Brassy Blondes (Part II)

Photos courtesy of Google images

Joan Blondell.

Last time we reviewed two wonderful brassy blondes, Jean Harlow and Carole Lombard, each of which had their careers cut short due to early, tragic deaths. This week, our focus is on two gals who happily had much fuller lives, Joan Blondell and Ginger Rogers.
If you’re a fan of the Busby Berkeley “Gold Diggers” movies, you know Joan Blondell as the blonde with the big smile, blue eyes and the heart of gold. Usually playing the role as the leading lady’s best friend, she was cast as streetwise and sexy—the wisecracking dame who was a sucker for love.
Joan was born into show business. Her father was a vaudeville comic and Joan was on the stage from the time she was three-years-old. She traveled the circuit with her parents and joined up with a stock company when she was 17.
She was in several Broadway shows and was starring with James Cagney in “Penny Arcade” when she was signed by Warner Brothers to reprise her role in the movie version, “Sinners’ Holiday” (1930). Cagney and Blondell were given the leads and the film was a success. The two went on to make several more pictures together including “Public Enemy,” the film that made Cagney a major star. Throughout their long careers, Cagney and Blondell would remain fast friends.
Joan never quite rose to that same star level that Cagney enjoyed during her time at Warner’s, generally relegated to playing second leads in the gangster and musical pictures of the ‘30s. She was teamed with singing star Dick Powell in ten musicals alone. I guess they hit it off off-screen as well because the two were married during that time.
By 1939, Joan had left Warner Brothers to become an independent actress and, although her workload slowed considerably, she was able to find a wider variety of screen roles in straight comedy and drama. Three of her better roles were in “Topper Returns,” “Cry Havoc” and “A Tree Grows in Brooklyn.” In 1951, Joan received an Academy Award® nomination for “The Blue Veil,” co-starring with Jane Wyman. Her work in “The Cincinnati Kid” (1965) opposite longtime pal from the Warner days, Edward G. Robinson, was one of her best latter day parts.

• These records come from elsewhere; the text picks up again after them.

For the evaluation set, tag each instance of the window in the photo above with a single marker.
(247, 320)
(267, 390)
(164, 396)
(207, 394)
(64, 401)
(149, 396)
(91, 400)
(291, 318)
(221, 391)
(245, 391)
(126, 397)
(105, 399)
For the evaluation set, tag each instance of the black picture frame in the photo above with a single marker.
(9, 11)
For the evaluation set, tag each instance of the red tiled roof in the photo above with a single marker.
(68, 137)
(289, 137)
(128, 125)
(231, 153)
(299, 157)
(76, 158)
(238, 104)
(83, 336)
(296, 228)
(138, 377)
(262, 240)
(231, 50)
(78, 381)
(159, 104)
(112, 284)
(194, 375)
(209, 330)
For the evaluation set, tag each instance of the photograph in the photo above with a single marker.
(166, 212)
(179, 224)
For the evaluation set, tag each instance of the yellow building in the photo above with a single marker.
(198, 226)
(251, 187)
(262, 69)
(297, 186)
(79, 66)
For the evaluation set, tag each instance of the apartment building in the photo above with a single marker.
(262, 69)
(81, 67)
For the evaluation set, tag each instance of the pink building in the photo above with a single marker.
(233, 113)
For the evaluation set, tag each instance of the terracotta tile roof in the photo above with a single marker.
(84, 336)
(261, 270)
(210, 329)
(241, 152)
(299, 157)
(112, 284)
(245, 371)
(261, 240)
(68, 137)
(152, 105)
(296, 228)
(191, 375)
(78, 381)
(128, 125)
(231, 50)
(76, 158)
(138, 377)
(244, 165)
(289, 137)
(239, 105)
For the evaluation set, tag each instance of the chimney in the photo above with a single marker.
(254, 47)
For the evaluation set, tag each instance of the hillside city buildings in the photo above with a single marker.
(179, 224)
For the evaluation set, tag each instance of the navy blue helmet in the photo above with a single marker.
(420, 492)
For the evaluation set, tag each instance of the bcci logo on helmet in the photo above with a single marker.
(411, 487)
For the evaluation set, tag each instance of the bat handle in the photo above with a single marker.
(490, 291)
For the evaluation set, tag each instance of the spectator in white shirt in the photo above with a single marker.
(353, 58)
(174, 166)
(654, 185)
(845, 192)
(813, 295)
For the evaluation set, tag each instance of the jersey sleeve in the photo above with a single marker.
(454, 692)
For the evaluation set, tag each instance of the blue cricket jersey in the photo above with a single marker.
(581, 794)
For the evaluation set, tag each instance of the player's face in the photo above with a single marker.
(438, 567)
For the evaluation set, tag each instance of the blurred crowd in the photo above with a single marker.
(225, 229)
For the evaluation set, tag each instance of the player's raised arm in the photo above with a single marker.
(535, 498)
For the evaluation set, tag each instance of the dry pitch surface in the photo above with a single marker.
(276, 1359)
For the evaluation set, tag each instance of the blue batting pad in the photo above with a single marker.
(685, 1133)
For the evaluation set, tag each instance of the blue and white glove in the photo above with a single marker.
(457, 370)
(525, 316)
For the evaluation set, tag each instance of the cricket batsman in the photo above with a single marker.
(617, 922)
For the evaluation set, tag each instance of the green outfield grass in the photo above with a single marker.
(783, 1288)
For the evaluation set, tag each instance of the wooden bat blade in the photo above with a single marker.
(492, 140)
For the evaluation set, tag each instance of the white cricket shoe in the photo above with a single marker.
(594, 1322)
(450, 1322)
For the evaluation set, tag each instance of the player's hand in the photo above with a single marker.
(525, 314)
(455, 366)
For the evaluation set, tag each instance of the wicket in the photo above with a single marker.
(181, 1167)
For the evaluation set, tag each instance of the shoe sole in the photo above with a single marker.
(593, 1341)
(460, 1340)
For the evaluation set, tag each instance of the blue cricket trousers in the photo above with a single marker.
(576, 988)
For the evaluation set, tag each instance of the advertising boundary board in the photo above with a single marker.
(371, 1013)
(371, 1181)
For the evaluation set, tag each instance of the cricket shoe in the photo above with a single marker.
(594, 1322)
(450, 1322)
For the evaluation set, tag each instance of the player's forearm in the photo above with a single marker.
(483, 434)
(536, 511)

Photos courtesy of Google images

Ginger Rogers.

She had tremendous success on the stage, including a musical version of “A Tree Grows in Brooklyn,” and did quite a lot of television work throughout the ‘50s, ‘60s and ‘70s. She was twice nominated for an Emmy for her role as ‘Lottie’ in the TV sitcom “Here Come the Brides.” Whether it was comedy or drama, large part or small, Joan Blondell was a hard-working gal who took whatever role was offered and made it her own. She was a one-of-a-kind and indeed a show business “trooper.” Joan Blondell died in 1979.
It’s impossible not to think Ginger Rogers when you think Fred Astaire. The two were the most famous dance partners in all of movie history—maybe of all history, period. Astaire and Rogers indeed go together like bread and butter, ham and eggs or Proctor and Gamble. But Ginger all by herself is pretty terrific and one of the true Brassy Blondes of the movies.
Born Virginia Katherine McMath in Independence, Missouri on July 16, 1911 to a hard-driving stage mother known as Lelee. It was Lelee who pushed her daughter into show business and guided her career for much of her life. Ginger won a Charleston dance contest in 1925 (age 14) and a 4-week contract on the Interstate circuit. She was in various vaudeville acts until she was 17, with her mother by her side to guide her. By the late ‘20s, she acquired an agent and she did several short films. She went to New York where she appeared on Broadway. Her first film was in 1929 in “A Night in a Dormitory” (1930).
Her breakout picture was “Gold Diggers of 1933.” Movie audiences loved her blonde beauty, brassy personality and her cute voice, and wanted more. Her solo of the tune “We’re in the Money,” sung partly in pig Latin, was a huge hit. She starred with Dick Powell in “Twenty Million Sweethearts” but once she was teamed with Fred Astaire in 1933, magic happened and her stardom skyrocketed. Astaire and Rogers proved to be one of the best movie couples ever to hit the silver screen, making a total of 10 musicals together, all but one (“The Barkleys of Broadway” for MGM in 1949) for RKO.
Ginger also appeared in some wonderful comedies on her own, such as “Bachelor Mother,” “Roxie Hart,” “5th Avenue Girl,” “The Major and the Minor” and “Monkey Business.” Once Ginger left RKO, she made several dramatic pictures but it was 1940’s “Kitty Foyle” (1940) that won her an Oscar for her portrayal. She continued to work in pictures, and on the stage, for decades until retiring in 1991. In 1995, Ginger died of natural causes in Rancho Mirage, California. She was 83.
Ginger Rogers, Joan Blondell, Carole Lombard and Jean Harlow. Those brassy, blonde and beautiful babes of the ‘30s. Bless them all.